Copenhagen, by Michael Frayn
Playhouse until Saturday 18th

The set is round, atomic, a concave shell of polished wood, a bland, unreflective surface that encircles the actors' energetic movement. A row of spectators has been seated in the set, as if they were students in a lecture hall, or a jury hearing evidence; their faces stare back at the audience proper. The three figures on stage are enclosed in this watching circle, by wood and gaze, their orbits observed, their words weighed. They circle each other, collide, deflect, behaving like the particles they describe, leaving trails of words and ambiguous intentions like electron clouds behind them. These traces repeat and accumulate, forming a tangled knot, at whose core uncertainty lodges: why did Heisenberg visit Nils and Margrethe Bohr in Copenhagen in 1941? What did he say to them, what did they say to him? Was he a traitor, a failure, or a hero? Could he have built the atomic bomb for Germany, was he warning or boasting of the prospect? Was it absolution he sought from Bohr, or prohibition? And why did neither Bohr nor Heisenberg perform the diffusion calculation that would have made the bomb seem all too possible (as the Americans did) - did they bluff themselves unconsciously? Did Heisenberg keep himself in deliberate uncertainty?
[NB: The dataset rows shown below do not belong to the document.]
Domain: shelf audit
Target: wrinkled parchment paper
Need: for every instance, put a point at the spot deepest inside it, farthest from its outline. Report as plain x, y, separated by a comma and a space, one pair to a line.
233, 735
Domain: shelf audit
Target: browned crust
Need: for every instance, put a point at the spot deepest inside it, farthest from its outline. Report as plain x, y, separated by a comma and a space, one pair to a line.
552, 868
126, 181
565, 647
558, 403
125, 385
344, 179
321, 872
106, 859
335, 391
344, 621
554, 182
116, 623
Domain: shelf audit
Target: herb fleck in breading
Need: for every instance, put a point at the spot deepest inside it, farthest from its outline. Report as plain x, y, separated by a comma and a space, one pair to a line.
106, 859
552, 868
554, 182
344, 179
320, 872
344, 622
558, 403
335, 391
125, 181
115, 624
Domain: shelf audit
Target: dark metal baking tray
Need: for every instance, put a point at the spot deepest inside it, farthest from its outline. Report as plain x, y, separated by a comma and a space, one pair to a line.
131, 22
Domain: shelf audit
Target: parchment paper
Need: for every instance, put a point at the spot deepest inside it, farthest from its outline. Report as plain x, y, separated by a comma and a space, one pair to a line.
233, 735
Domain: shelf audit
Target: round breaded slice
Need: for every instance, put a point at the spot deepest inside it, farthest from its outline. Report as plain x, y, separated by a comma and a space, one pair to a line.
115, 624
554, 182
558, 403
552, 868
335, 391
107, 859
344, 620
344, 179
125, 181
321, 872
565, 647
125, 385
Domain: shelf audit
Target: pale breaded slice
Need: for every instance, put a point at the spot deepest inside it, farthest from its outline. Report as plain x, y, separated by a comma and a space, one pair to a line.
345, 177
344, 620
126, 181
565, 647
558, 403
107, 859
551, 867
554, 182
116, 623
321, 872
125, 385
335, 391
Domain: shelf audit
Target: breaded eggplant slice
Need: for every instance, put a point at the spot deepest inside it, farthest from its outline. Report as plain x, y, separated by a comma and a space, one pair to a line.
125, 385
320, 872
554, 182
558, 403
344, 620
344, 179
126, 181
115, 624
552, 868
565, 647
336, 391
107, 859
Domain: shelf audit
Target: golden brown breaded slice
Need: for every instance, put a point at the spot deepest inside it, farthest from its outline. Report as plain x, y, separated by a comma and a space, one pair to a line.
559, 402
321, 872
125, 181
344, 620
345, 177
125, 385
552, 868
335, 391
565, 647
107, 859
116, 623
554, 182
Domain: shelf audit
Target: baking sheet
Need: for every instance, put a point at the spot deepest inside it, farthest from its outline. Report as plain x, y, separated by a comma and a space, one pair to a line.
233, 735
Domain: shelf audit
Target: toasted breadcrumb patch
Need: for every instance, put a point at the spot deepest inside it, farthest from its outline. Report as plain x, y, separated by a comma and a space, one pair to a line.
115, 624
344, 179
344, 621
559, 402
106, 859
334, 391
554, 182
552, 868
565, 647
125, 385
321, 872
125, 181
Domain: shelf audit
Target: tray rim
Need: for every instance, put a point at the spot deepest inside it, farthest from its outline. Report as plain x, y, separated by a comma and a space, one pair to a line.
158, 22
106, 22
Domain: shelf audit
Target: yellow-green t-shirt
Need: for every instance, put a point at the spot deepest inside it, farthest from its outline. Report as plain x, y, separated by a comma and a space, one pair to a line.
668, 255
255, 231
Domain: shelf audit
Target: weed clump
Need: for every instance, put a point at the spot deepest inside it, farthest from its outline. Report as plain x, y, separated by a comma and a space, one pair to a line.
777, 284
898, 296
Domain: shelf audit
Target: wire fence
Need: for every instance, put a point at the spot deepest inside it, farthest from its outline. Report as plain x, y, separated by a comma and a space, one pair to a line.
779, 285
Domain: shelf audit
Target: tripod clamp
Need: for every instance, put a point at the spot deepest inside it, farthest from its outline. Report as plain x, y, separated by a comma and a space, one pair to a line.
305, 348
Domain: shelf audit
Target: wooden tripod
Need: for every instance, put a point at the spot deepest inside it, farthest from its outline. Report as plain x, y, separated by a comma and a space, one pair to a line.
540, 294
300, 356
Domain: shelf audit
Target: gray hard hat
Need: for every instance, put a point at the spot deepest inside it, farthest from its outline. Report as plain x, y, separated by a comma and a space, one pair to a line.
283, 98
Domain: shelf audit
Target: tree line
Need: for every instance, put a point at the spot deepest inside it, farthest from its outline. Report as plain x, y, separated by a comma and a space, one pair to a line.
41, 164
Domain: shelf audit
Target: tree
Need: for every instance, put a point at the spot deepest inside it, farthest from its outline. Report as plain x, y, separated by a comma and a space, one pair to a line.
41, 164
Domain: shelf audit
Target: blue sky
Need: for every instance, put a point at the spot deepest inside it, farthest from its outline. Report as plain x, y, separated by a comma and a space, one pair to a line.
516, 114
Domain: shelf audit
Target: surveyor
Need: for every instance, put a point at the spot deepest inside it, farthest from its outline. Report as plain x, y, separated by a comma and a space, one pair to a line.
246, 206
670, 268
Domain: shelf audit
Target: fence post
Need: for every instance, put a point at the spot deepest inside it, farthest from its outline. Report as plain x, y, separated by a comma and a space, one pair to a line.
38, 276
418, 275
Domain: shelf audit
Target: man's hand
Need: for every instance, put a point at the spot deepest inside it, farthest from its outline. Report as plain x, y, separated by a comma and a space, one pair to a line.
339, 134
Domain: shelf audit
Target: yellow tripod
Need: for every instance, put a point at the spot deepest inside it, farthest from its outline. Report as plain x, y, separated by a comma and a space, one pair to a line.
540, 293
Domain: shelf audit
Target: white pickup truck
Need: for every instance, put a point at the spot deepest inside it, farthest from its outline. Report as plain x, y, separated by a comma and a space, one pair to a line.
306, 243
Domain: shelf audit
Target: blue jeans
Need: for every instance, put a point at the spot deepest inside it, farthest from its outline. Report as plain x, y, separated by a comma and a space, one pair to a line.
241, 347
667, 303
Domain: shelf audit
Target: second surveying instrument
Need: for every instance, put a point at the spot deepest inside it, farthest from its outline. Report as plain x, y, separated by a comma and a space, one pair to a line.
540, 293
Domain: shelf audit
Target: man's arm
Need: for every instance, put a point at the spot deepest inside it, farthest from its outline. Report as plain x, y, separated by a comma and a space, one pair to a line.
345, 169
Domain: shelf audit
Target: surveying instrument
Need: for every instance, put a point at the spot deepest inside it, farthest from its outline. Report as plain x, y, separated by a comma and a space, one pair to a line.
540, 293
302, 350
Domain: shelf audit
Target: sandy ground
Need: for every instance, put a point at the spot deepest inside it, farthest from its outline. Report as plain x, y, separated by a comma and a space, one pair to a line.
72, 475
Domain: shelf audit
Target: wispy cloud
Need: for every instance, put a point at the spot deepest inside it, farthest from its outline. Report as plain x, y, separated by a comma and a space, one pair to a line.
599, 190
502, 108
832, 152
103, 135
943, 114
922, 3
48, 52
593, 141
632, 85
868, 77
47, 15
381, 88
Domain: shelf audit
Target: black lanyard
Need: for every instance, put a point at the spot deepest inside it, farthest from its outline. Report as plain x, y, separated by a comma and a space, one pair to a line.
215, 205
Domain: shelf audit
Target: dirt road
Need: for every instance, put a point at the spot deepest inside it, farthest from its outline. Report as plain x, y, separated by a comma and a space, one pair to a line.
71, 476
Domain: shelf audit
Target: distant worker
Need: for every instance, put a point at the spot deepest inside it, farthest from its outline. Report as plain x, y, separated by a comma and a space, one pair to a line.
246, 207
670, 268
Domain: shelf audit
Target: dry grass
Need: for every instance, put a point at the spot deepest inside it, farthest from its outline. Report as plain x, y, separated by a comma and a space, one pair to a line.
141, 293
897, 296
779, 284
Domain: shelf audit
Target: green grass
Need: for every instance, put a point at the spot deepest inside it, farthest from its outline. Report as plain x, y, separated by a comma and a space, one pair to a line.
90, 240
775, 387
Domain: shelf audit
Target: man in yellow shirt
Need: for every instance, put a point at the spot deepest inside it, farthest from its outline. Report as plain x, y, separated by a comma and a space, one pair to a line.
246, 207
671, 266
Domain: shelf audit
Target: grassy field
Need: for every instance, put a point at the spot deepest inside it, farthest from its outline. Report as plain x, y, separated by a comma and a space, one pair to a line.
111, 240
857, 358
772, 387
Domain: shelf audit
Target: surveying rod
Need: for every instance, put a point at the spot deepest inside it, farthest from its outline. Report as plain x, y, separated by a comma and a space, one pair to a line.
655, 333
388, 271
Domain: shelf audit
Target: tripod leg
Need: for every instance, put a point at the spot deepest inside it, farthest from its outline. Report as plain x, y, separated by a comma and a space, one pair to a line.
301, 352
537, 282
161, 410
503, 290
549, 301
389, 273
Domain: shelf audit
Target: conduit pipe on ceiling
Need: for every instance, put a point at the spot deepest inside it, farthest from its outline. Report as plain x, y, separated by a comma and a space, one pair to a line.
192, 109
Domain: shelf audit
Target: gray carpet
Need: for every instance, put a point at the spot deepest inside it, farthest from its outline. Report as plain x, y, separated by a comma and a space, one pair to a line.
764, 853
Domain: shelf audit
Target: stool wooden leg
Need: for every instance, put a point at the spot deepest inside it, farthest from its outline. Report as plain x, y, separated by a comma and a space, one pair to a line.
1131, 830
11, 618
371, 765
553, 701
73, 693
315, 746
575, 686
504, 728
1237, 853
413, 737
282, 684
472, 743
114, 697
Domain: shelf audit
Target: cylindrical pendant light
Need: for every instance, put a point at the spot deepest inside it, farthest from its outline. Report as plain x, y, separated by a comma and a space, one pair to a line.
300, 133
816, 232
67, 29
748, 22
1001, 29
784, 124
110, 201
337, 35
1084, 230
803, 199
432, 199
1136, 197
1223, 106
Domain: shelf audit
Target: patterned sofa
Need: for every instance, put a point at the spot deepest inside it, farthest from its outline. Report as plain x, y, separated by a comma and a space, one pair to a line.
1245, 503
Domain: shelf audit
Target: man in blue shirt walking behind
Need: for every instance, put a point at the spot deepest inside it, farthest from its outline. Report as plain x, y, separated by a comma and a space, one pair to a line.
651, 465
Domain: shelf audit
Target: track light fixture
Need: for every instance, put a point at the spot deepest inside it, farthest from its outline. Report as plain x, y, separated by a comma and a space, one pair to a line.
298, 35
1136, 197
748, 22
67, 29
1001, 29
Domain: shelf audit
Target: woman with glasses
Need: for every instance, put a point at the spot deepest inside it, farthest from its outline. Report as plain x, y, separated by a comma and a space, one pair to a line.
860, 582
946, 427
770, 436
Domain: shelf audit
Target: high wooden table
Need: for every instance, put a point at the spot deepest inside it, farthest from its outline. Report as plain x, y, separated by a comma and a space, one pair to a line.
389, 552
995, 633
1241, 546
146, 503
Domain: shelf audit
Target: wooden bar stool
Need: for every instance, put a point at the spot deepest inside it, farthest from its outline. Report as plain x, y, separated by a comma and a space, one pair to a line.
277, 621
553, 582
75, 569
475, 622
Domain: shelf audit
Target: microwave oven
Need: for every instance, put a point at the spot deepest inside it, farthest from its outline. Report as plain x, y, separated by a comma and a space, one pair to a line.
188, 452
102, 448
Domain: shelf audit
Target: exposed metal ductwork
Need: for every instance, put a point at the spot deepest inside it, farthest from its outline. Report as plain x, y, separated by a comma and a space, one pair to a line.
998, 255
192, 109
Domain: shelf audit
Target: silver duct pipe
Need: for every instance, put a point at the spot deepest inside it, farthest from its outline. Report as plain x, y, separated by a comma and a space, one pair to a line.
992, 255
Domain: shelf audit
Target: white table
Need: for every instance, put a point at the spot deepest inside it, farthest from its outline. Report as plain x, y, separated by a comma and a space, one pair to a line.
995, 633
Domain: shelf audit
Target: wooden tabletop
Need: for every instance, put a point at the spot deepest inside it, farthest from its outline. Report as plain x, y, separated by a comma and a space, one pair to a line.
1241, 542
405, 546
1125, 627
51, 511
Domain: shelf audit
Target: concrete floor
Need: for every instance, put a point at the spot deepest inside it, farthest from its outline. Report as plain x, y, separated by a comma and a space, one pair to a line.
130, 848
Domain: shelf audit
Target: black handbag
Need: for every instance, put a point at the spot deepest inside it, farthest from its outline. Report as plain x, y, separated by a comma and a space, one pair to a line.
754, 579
Michael Frayn's Copenhagen asks these questions again and again, exploring the ambiguity of history, the tendency of memory to rewrite itself, and addressing the central horror of the twentieth century: the deployment of the atomic bomb. Frayn applies the uncertainty principle to people: the subjective positions of the scientists prevent them from gaining any objective insight into their own intentions, or those of each other - their positions cannot be measured by each other's. The play becomes more than an untangling of that visit to Copenhagen: it becomes a speculation on the nature of science itself; on the extent to which science is entangled in the political and the personal; on the way man attempts to put himself at the centre of his universe, at the heart of his atom. Frayn's language is precise and motific, creating a portrait of both the scientific principles he describes and of the men who coined them. At times, this repetition of motifs wears thin - at the end of first act, it is hard to imagine how Frayn can spin out his word games for another act. The acting, though, is well-paced, with excellent characterizations by all three actors. They manage the jargon well, injecting it with passion, with humanity, and with only the occasional stumble or interruption.

Frayn asks important questions, and towards the end of the play, gropes towards a kind of absolution. But the sound effect of the bomb exploding in the second act seems incongruous - a sentimental intrusion on the clever, intellectual play of words and ideas, as does Heisenberg's brief collapse into guilt-stricken tears. Somehow, the real horror that should be at the heart of the play has been effaced, seems almost absurd, unreal, held at bay by physics and mathematics and words. Surely it was Frayn's intention to show the opposite - that uncertainty, physics and reason cannot blot that horror out.